Nein zum Krieg gegen den Iran! Freiheit für Palästina – Für einen revolutionären Internationalismus!

„Es gibt Jahrzehnte, in denen nichts passiert, und Wochen, in denen Jahrzehnte passieren.“

In den letzten Wochen scheint es so als würden Jahrzehnte passieren. Israels Aggression im Nahen- und mittleren Osten nimmt noch nicht dagewesene Ausmaße an und droht die gesamte Region in Krieg und Elend zu stürzen.

Eine knappe Zusammenfassung der bisherigen Ereignisse

  • Am 13. Juni begann Israel mit Luftschlägen und Raketenbeschuss auf den Iran. Dabei wurden Atomkraftwerke, militärische Einrichtungen aber auch Wohngebiete, Ölraffinerien und zivile Infrastruktur wie Wasserleitungen und Feuerwachen angegriffen. Es wurden ranghohe Militärs, Wissenschaftler:innen und hunderte weiterer Zivilist:innen getötet.

  • Der Iran reagierte darauf mit Raketen- und Drohnenbeschuss auf Israel und traf dabei unter anderem das israelische Verteidigungsministerium in Tel-Aviv. Die palästinensischen Gemeinden in Israel und den besetzten Gebieten sind durch die Angriffe besonders gefährdet. Nur 46% der Palästinenser:innen in Israel haben Zugang zu Schutzräumen (raketensichere Bunker) – ein weiterer Ausdruck des rassistischen Apartheidregimes.

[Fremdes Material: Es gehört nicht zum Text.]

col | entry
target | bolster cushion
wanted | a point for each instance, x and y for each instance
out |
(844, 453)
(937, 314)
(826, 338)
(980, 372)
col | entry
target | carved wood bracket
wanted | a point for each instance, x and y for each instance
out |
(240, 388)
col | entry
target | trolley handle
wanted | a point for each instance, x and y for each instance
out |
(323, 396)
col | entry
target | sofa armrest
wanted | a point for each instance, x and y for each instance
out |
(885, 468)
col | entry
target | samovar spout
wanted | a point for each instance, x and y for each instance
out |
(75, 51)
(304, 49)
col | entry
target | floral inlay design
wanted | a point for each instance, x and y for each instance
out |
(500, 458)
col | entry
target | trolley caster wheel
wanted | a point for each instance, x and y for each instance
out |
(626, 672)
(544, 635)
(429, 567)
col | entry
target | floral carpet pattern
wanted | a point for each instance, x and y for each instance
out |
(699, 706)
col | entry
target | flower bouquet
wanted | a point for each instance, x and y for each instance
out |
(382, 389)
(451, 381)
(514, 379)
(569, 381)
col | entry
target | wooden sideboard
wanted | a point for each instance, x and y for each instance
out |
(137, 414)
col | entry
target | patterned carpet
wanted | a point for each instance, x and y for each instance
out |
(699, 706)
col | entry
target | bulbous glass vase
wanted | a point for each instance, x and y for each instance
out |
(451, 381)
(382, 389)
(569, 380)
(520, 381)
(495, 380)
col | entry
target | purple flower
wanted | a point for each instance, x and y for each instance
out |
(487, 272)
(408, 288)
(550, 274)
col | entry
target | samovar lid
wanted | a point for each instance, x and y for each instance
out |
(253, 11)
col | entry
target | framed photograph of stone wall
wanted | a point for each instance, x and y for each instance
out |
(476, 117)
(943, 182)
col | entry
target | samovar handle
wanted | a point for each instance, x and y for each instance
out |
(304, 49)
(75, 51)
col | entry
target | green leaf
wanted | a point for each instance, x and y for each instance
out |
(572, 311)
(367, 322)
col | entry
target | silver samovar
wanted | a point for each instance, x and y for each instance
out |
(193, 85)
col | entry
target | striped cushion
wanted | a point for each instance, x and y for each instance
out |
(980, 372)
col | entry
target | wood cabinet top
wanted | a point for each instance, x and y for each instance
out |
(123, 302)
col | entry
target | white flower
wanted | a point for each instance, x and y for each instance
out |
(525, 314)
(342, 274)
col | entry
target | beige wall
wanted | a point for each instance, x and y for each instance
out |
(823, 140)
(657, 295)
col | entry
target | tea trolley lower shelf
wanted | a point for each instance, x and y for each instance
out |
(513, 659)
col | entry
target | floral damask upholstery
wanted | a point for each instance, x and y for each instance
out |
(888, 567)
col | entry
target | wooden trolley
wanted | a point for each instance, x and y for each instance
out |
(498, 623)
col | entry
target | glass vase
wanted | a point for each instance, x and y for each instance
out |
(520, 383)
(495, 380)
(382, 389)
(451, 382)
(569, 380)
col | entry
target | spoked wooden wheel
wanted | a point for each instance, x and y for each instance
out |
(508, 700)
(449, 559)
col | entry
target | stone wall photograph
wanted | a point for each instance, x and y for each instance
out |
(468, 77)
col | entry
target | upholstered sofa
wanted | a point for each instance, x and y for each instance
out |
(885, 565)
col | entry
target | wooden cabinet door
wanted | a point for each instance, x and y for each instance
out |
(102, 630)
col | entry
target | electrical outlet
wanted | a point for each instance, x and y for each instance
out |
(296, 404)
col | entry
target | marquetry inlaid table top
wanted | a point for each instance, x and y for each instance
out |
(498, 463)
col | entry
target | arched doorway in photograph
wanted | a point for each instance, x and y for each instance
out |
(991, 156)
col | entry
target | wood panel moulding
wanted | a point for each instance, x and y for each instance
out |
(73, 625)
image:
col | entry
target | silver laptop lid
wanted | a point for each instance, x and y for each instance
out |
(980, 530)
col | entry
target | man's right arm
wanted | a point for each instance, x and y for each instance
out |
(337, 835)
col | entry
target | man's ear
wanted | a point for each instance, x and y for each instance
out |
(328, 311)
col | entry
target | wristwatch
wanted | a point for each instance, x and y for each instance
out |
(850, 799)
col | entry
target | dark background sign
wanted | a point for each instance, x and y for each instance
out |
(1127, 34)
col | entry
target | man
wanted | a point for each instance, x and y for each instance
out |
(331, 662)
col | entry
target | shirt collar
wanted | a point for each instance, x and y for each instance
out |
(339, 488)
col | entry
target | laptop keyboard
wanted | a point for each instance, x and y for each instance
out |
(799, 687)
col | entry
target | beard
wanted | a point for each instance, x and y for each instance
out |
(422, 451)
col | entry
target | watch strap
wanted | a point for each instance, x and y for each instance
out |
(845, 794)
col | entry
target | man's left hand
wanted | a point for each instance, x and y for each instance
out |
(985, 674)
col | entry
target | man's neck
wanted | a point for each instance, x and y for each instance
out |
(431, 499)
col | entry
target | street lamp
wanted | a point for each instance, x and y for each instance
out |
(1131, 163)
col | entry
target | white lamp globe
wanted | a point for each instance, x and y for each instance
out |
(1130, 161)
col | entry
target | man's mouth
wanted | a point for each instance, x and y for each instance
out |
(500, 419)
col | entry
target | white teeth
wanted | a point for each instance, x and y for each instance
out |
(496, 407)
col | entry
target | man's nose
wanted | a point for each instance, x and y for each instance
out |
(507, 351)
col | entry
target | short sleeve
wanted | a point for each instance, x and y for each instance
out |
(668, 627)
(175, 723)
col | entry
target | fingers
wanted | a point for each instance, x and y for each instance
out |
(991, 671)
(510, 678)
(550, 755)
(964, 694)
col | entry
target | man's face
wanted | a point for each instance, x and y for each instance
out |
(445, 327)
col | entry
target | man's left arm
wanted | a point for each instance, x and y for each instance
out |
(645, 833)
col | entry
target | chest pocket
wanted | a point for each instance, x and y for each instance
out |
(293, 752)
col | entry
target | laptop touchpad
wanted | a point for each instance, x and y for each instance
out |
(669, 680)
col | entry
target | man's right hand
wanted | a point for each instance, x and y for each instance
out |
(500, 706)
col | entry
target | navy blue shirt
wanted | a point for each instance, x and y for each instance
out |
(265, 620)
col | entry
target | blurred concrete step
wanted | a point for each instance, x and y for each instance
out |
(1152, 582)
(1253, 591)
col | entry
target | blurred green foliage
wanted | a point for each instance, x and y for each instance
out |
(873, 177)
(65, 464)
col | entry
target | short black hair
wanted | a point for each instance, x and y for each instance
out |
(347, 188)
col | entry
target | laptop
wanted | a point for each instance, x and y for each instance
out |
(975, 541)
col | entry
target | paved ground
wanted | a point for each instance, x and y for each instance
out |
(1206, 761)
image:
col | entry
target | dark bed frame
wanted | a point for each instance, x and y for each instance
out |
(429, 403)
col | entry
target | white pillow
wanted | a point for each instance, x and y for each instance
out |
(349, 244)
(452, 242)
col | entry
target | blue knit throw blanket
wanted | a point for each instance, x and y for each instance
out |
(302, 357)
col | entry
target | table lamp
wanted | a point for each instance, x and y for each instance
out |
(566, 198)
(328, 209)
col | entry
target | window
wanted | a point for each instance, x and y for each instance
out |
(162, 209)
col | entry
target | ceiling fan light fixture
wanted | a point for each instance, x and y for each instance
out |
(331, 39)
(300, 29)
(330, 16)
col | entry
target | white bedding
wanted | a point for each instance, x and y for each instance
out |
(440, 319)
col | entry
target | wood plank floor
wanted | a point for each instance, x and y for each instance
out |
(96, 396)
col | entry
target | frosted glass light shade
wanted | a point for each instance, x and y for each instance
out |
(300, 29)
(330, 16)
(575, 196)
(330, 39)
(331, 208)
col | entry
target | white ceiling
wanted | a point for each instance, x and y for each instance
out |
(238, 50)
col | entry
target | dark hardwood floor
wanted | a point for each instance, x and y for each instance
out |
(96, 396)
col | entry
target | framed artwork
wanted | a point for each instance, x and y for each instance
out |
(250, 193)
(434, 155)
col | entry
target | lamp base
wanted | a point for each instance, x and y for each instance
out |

  • Seitdem kommt es immer wieder zu gegenseitigem Beschuss, dem vor allem Zivilist:innen zum Opfer fallen. Das Ergebnis sind hunderte Tote und tausende Verletzte im Iran, Tote im zweistelligen Bereich in Israel.

  • Die G7 einigten sich auf ein knappes Statement, das zwar auf „Deeskalation“ pocht, im gleichen Atemzug jedoch Israels „Recht auf Selbstverteidigung“ betont. Damit zeigen die westlichen Mächte auf wessen Seite sie sich positionieren. Trump ging dabei noch weiter und forderte über X den Iran auf, bedingungslos zu kapitulieren.

  • Am 21. Juni sind die USA in den Krieg eingestiegen und haben drei iranische Nuklearanlagen bombardiert. Trump spricht offen von der Option eines Regime-Changes von Außen.

Seitdem ist die Lage nach wie vor hoch dynamisch und eine weitere Eskalation scheint wahrscheinlich. Wir wollen an dieser Stelle einen kurzen Blick darauf werfen, welche Interessen hinter dem Krieg stehen und was wir hier in Deutschland tun sollten.

 

 

Keine Selbstverteidigung, sondern Machtansprüche!

 

Entgegen der Behauptungen Israels handelt es sich bei diesem Krieg nicht um einen Akt der präventiven Selbstverteidigung der notwendig sei, um die Entwicklung von Atomwaffen durch den Iran zu stoppen. Ob der Iran aktuell überhaupt an Atomwaffen arbeitet, ist zumindest fraglich. Aber auch wenn dies der Fall sein sollte, würde es die Angriffe durch die einzige Atommacht in der Region nicht rechtfertigen. Es geht hier nicht um Sicherheit, sondern um Eskalation: Das iranische Regime hat nach den Angriffen nun erst Recht einen Grund, die Entwicklung von Atomwaffen zu forcieren, da sich dessen konventionelle Abschreckung als wirkungslos erwiesen hat. Und nebenbei haben die Attacken laufende Verhandlungen zur internationalen Kontrolle des iranischen Atomprogramms sabotiuert.

 

Israel geht es in diesem Krieg darum, den Iran als regionalen Konkurrenten anzugreifen und das Regime nach Möglichkeit zu stürzen. Die nun losgetretene Eskalation bildet eine weitere Front im regionalen Neuordnungskrieg Israels. Im Kontext der globalen Krise des Kapitalismus und der brüchigen Hegemonie der USA, hat Israel mit ihrer engen Unterstützung aktuell freie Hand, die westliche Hegemonie in der Region mit einer Kriegs- und Vernichtungspolitik herbeizubomben, die alle militärischen Aggressionen der letzten Jahrzehnte in den Schatten stellt.

 

  • Der Angriff Israels bricht ohne Konsequenzen fürchten zu müssen das Völkerrecht. Sogenannte Präventivschläge ohne konkrete Bedrohungslage, sowie Angriffe auf Wissenschaftler:innen und die Bevölkerung, sind im Völkerrecht definitiv verboten. Klar ist aber ohnehin auch, dass ein siedlerkolonialer Staat der einen Völkermord in Palästina begeht, nicht viel auf das Völkerrecht gibt.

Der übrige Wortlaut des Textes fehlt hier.